O que significa para você o processo de perder uma pessoa por morte?

Eu acho que é uma perda muito grande, algo que afeta muito, principalmente

quando as pessoas são mais próximas, né, mas é complicado, mas (pausa) se a

pessoa tem mais idade você vai se acostumando com essa perda, vai aceitando,

mas agora, se for uma perda drástica, acho que é mais complicado mesmo.

Você tem alguma dificuldade em lidar com as questões de situação de luto

por morte? Quais?

Acho que a gente nunca está preparado100% para a morte, né...acho que a

dificuldade é perder seu ente querido, que se foi e você não vai encontra-lo

mais, perder é isso, você quer que a pessoa esteja perto, a pessoa pode estar

até sofrendo, mas você quer que a pessoa esteja ainda...
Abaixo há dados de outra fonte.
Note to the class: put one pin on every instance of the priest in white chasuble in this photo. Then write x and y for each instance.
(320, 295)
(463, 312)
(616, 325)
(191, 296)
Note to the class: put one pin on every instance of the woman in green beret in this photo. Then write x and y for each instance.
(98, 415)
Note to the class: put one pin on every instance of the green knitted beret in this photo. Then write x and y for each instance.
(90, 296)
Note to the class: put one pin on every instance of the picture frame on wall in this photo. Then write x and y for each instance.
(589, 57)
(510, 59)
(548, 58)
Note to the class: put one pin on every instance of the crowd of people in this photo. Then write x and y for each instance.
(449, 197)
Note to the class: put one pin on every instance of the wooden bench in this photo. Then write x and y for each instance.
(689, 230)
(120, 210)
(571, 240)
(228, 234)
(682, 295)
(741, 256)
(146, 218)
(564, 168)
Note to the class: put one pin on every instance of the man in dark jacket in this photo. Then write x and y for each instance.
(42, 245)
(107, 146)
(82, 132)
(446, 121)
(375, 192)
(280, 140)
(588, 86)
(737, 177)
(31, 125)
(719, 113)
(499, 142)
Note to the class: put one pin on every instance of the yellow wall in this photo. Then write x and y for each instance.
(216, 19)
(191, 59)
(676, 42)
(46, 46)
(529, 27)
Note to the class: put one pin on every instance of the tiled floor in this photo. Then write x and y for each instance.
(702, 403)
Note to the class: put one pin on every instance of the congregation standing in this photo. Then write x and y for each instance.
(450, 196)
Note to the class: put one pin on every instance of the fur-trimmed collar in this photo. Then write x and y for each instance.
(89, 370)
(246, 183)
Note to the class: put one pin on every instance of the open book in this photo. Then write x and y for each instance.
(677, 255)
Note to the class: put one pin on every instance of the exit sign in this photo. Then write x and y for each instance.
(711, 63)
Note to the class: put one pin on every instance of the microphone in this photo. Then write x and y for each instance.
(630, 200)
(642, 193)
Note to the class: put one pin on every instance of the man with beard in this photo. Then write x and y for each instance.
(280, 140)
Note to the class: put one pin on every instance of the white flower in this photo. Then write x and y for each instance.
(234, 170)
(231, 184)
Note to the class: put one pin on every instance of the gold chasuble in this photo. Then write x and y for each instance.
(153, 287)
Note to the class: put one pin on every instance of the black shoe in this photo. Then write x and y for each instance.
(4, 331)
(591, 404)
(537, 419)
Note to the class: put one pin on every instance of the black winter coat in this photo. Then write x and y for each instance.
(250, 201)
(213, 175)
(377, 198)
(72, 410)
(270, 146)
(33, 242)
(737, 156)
Na escola onde você trabalha, você sente por parte da equipe abertura

para tratar do assunto luto?

Sim, aqui a gente tem bastante contato direto com os alunos, e tem alunos que

pelo assunto já perderam e chegam na gente, e já conversam, assim...aqui a

gente respeita, tem aluno que não quer falar sobre o assunto, a gente fica

sabendo, mas também respeitam, mas também a maioria dos alunos chegam e

falam.

Em sua opinião, quais são os fatores que facilitam e/ou dificultam tratar do

assunto no ambiente escolar?

O que facilita acho que é a proximidade que eles têm com o professor e o aluno,

o que dificulta acho que é o ato da perda mesmo, né...às vezes a pessoa não

tá...não aceitou, o aluno principalmente, tem situação que é difícil, né...tem

alunos aqui que já perderam pai, mãe...é complicado, eu acho que ele não

aceitou a perda, né...e...tem mais dificuldade de falar tudo aqui.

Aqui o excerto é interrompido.